Les grossistes ne veulent pas rentrer dans le rang des lois Egalim

Les professionnels qui livrent restaurants et cantines sont vent debout contre la tentation de les assujettir aux mêmes règles de négociations commerciales que les supers et hypermarchés.

Les grossistes de Rungis qui approvisionnent notamment la restauration hors foyer ne veulent pas être assujettis aux règles qui encadrent la grande distribution.
Les grossistes de Rungis qui approvisionnent notamment la restauration hors foyer ne veulent pas être assujettis aux règles qui encadrent la grande distribution. (Gilles Rolle/REA)

Les grossistes tiennent à leurs règles d’exception, notamment pour ceux qui travaillent dans l’alimentation. A l’occasion de son bilan annuel, ce jeudi à Paris, le président de la Confédération des grossistes de France (CGF) a défendu le statut spécial que la Loi de modernisation de l’économie, en 2014, puis la loi Descrozaille, en 2023, ont conféré à ceux qui comme à Rungis, exercent le métier d’intermédiaire entre les agriculteurs ou les industriels de l’agroalimentaire et les entreprises de restauration.

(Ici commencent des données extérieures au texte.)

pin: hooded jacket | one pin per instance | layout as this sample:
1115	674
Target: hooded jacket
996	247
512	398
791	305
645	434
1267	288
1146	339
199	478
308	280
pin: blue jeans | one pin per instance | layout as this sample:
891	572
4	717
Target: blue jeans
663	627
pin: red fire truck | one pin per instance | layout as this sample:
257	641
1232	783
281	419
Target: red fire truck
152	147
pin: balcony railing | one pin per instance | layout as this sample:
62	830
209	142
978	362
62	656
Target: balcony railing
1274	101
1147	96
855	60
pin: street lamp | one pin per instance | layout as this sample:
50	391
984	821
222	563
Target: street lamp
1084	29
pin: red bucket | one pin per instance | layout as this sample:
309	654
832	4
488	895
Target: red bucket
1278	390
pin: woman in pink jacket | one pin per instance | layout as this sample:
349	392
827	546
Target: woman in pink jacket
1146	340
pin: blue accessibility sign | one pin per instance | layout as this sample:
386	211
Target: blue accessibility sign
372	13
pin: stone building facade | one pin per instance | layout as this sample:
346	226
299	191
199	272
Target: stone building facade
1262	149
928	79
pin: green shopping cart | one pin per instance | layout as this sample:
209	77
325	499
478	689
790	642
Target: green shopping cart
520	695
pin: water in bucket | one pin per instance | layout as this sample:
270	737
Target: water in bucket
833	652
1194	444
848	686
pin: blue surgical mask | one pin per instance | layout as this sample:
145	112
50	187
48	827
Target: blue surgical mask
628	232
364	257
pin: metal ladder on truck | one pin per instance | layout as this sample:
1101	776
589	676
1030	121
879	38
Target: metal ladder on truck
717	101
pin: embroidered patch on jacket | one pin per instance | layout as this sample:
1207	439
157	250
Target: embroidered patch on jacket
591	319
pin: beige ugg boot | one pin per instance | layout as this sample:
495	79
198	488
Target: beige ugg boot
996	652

Ce statut exonère ceux qui livrent les professionnels (restaurants, cantines, métiers de bouche) de l’obligation de ne pas négocier le coût de la matière première agricole, comme le doivent les distributeurs comme Leclerc ou Carrefour. En février, en pleine crise agricole, les patrons des grandes enseignes ont écrit au président de la FNSEA, le principal syndicat d’agriculteurs, pour lui rappeler que les supers et hypermarchés représentaient « moins de la moitié des débouchés des exploitations agricoles française : 35 % des débouchés des produits laitiers, 47 % des bovins, 48 % de la volaille… »

Etendre les obligations d’Egalim

« La question du revenu agricole, poursuivaient-ils, ne peut pas être traitée sans appréhender les autres débouchés : il est ainsi grand temps d’étendre les obligations d’Egalim aux acteurs de la restauration hors foyer, ainsi qu’aux grossistes industriels. » La guerre était déclarée.

La question se pose dans la perspective d’une nouvelle loi , dite Egalim 4, sur laquelle devrait déboucher la mission parlementaire que le Premier ministre a confiée aux députés Anne-Laure Babault et Alexis Izard. La boîte de Pandore des négociations commerciales est rouverte. Les grossistes veillent à ce qu’elle ne bouleverse pas tout.

« Notre spécificité est de négocier en amont avec les agriculteurs ou les industriels et en aval avec nos clients de la restauration hors foyer. De professionnels à professionnels nous avons réussi à passer les hausses de prix suscités par la guerre en Ukraine, la hausse du coût de l’énergie et des salaires, explique Philippe Barbier, président de la CGF. Dans les faits, nous respectons les coûts de production des agriculteurs. Nous ne voulons pas entrer dans la complexité qui touche les distributeurs et nous ne voulons pas de prix planchers [ce que le président de la République a proposé lors du Salon de l’agriculture , NDLR]. Nous estimons qu’au contraire, dans le cadre d’une économie encore libérale, la tendance devrait être à la simplification réglementaire. »

Le patron de la confédération qui regroupe 30 fédérations professionnelles dans tous les secteurs (médicaments, alimentation, matériel électrique, pièces détachées, etc.), 160.000 entreprises petites et grandes qui réalisent 900 milliards d’euros de chiffre d’affaires et emploient un million de personnes, souligne la bonne santé des grossistes.

Pas de prix plancher

En 2023, l’activité a progressé de 5,3 % (soit plus que l’inflation), après 9 % en 2022. Ces chiffres intègrent les difficultés des fournisseurs du bâtiment liées au quasi-arrêt de la construction neuve, l’essoufflement de la rénovation de l’ancien et le durcissement de l’attribution de MaPrimeRenov’ . «Depuis le début de l’année, même si les patrons sont inquiets pour l’avenir, la tendance positive se poursuit, notamment dans la restauration » complète Philippe Barbier.

Les principales difficultés des grossistes, outre l’accès aux coeurs de villes, tiennent au recrutement. Plus de 90.000 postes sont à pourvoir chaque année.

Les principales difficultés des grossistes, outre l’accès aux coeurs de villes, tiennent au recrutement. Plus de 90.000 postes sont à pourvoir chaque année et les candidatures manquent dans les trois métiers principaux que sont les commerciaux, les chauffeurs livreurs et les préparateurs de commandes. Une convention cadre avec France Travail vise à rehausser l’activité de ces métiers. Les grossistes embauchent tout en se posant en modèles des relations commerciales.